Luces de neón sobre el Panteón
Izaskun Arévalo
Era una tarde rojiza de un domingo otoñal. El viento soplaba levemente arrastrando las hojas naranjas de un lado a otro. El cementerio estaba en silencio, y una luz ocre bañaba todas las tumbas. Michael retozaba sobre una lápida polvorienta: había tenido una pesadilla en la que jóvenes con esmoquin lo perseguían por una avenida.
Todavía sentía un sudor viscoso que le abría su frente marchita y agujereada. Al haberse secado, se le habían caído los cinco dedos. Se puso a llorar desconsoladamente, pero ninguna lágrima asomó por sus oscuras cuencas: los muertos vivientes no lloran.
Nuestro zombi se había colado esa noche de luna llena en el cementerio de Glendal Forest Lawn, aullando como un lobo herido. Totalmente embriagado, se había tropezado con una tumba sin nombre, y allí se había quedado a dormir hasta el atardecer.
Los domingos, siempre había habido una triste romería en el ocaso del día en aquel camposanto anticuado y viejuno. Los muertos de rancio abolengo paseaban sus mejores galas y pedían baile a sus vecinas de panteón. Las fiambres de los nichos más baratos se sentaban a mirar, esperando a que las sacara a bailar alguien de la alta alcurnia, pero eso nunca pasaba. Llevaban lustros esperando cada domingo; nunca perdían la ilusión.
De repente, el zombi triste y manco escuchó música, y se transformó. Una sonrisa iluminó su cara y se puso a mover el esqueleto. Bailaba muy bien; empezó a animar el cotarro sacando a las zombis a bailar. Era un muerto viviente bien parecido, con una elegante vestimenta y con un saber estar envidiable. Tenía un aura que iluminó el lugar en seguida. Las risas enlatadas y los ruidos de huesos y de crujidos llenaron todos los rincones. Las flores nunca se marchitaban, y luces de neones iluminaban por las noches los muros de piedra y musgo. Aquel zombi era un verdadero showman. La felicidad se apoderó de ese viejo cementerio, hasta que, un aciago día, llegó ella…
Había muerto en extrañas circunstancias. Su blanco vestido de boda estaba bordado con hilos de plata y con botones de oro: era la Novia Cadáver. Michael se prendó de ella y la cortejó día y noche, pero ella no quería saber nada de zombis sin pasado, ni renombre. Era una No Viva muy snob y superficial y, aunque Michael poseía un alma sensible y artística, ella lo despreció una y otra vez.
Eso lo destrozó totalmente; perdió el apetito y la alegría de vivir.
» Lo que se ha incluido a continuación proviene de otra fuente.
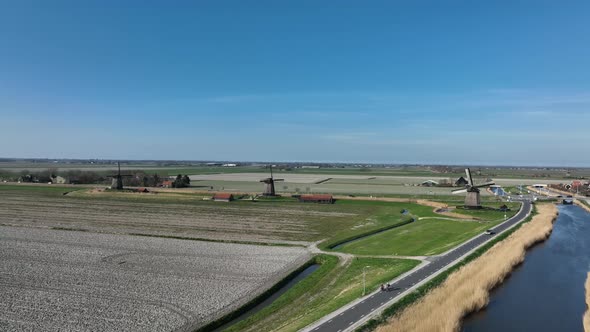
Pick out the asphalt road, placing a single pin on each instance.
(378, 299)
Los neones se apagaron, las flores se marchitaron, y las chicas fiambre siguieron esperando bajo los panteones de granito rosáceo. Michael paseaba su pena por doquier; intentaba llorar por las esquinas, pero las lágrimas no le salían. Se había enamorado como un loco y, para más inri, ella se había enrollado con un zombi rechoncho y de tupé engominado. Los celos y las pesadillas le minaron su ya delicada salud y durante una temporada no se movió de la tumba sin nombre.
Los zombis más viejos del lugar se juntaron para discutir del tema; el cementerio ya no era lo mismo sin su alegría: tenían que hacer algo. Entonces, a uno de ellos, un viejo chamán, se le ocurrió darle una pócima que todavía guardaba en sus bolsillos. Dormiría durante siete días y siete noches y, al despertar, recordaría su identidad.
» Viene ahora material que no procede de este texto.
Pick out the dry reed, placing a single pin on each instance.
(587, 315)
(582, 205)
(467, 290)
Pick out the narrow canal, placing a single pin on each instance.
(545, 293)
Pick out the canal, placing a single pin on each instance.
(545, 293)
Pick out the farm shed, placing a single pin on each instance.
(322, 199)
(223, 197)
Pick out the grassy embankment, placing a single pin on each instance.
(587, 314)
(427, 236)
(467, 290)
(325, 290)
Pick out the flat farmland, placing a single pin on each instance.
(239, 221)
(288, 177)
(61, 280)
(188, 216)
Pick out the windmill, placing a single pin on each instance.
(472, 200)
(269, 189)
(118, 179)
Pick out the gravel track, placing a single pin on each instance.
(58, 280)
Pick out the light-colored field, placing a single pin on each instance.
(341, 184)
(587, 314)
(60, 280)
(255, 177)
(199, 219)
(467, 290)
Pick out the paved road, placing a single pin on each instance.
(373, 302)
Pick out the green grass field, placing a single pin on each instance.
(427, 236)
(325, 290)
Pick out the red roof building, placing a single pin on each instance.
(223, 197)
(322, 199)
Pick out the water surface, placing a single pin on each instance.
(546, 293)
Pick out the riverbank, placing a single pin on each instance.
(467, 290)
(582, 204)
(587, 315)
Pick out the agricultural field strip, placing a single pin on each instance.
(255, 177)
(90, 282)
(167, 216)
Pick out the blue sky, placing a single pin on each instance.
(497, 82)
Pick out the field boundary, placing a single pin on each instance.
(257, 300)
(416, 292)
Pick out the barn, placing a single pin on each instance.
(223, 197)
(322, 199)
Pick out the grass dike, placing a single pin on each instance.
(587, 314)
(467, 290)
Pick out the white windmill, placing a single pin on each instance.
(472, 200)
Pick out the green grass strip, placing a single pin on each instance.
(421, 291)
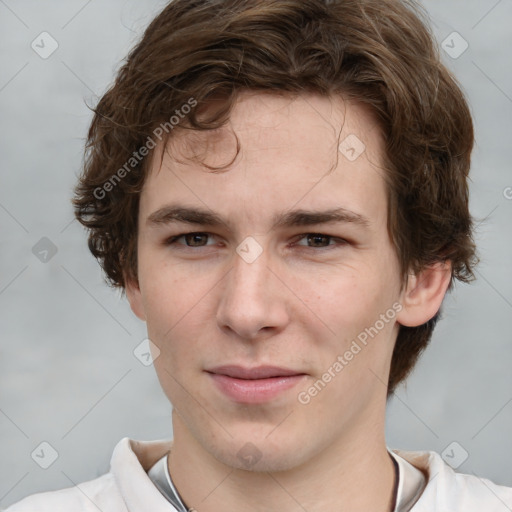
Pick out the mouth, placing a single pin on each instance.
(254, 385)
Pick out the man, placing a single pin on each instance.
(280, 187)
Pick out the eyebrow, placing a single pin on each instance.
(199, 216)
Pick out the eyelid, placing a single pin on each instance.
(172, 240)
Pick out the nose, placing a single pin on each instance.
(253, 301)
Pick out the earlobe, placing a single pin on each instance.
(424, 293)
(134, 296)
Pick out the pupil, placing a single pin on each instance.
(318, 240)
(196, 239)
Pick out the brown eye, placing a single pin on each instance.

Michael tomó el brebaje. Se durmió en su polvorienta tumba y, al final de siete viejas lunas, despertó gritando una palabra: «¡¡Thrilleeeeeeer!!».
De repente, soltó una risotada maléfica e hizo un giro sobre sí mismo, quitándose un sombrero imaginario y llevando su mano amputada a su miembro antiguamente viril. Por supuesto que se acordaba de su nombre: era el zombi más famoso del mundo, Michael Jackson. El único e inigualable.
De repente, el cementerio estalló de alegría; nadie sabía de su ilustre pasado. La Novia Cadáver se le acercó con una sonrisa bobalicona. Se había enterado de la buena nueva y venía a pedir su no mano. Michael la miró muy serio y le dijo: “Quédate con tu Elvis, que yo me llevo a esa rubia de vaporoso vestido al viento, que me está guiñando con su cuenca infinita”.
Se oyeron risotadas, y la noche cubrió el cementerio. Nada serio… ¡¡¡Ja, ja, jaaa, ja, jaaaaaaa!!!